Script to extract condition database files needed in a CMSSW analysis job from /cvmfs/cms-opendata-conddb.cern.ch
.
Runs on a CMSSW open data container with cvmfs mounted on host, e.g
docker run -it --name my_cvmfs --volume "/cvmfs/cms-opendata-conddb.cern.ch:/cvmfs/cms-opendata-conddb.cern.ch" cmsopendata/cmssw_5_3_32-slc6_amd64_gcc472:latest /bin/bash
Runs a CMSSW job with the condition database area locally. Reads the missing database file from the exception message and copies it to the local area. Adds the file information to a main db file. Loops until all needed files dowloaded.

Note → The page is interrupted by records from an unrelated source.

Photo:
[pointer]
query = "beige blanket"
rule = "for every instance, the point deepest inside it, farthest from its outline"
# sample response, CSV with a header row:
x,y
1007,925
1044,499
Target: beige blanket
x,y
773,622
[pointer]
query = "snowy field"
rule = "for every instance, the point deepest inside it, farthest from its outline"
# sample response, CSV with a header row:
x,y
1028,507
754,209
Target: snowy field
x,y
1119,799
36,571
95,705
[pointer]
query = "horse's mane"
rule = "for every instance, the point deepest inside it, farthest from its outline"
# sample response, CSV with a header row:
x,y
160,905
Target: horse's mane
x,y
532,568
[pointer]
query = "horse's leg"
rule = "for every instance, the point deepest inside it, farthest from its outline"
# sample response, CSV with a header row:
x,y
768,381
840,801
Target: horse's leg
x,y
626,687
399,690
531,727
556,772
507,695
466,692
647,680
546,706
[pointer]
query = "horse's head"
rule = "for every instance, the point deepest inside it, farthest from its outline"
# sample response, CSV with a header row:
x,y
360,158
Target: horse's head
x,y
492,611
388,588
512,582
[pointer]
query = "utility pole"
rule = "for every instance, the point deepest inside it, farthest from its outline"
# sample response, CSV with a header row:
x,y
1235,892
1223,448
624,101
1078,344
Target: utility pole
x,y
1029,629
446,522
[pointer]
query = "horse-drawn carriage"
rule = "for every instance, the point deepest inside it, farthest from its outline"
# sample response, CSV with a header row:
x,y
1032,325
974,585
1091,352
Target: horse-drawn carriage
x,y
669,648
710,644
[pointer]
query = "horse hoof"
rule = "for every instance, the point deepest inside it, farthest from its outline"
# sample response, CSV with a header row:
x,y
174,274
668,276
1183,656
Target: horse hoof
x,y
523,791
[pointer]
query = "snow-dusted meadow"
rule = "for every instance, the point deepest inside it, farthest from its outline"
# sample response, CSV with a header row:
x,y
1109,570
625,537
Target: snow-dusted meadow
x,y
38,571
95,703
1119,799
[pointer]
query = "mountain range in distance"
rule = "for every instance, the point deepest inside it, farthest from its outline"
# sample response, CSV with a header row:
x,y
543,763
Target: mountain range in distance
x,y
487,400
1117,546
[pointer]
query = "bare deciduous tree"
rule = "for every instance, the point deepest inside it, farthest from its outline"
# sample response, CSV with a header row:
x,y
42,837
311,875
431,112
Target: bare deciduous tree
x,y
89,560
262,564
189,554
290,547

- $1 package - TriggerInfoTool
- $2 branch - 2011 (note that for TriggerInfoTool there no separate 2012 branch, 2011 is used also for 2012
- $3 configuration file - GeneralInfoAnalyzer/python/triggerinfoanalyzer_cfg.py
- $4 GlobalTag - FT_53_LV5_AN1
- $5 GitHub orgainzation/owner - cms-opendata-analyses
If TriggerInfoTool or PhysObjectExtractor are given as package, a local config with the needed modification for GT settings is used. For POET, configs are taken from a fork with hardcoded data or MC option, the Global Tag connect settings for this test and the PAT option (poet_cfg_data.py and poet_cfg_mc.py) respectively.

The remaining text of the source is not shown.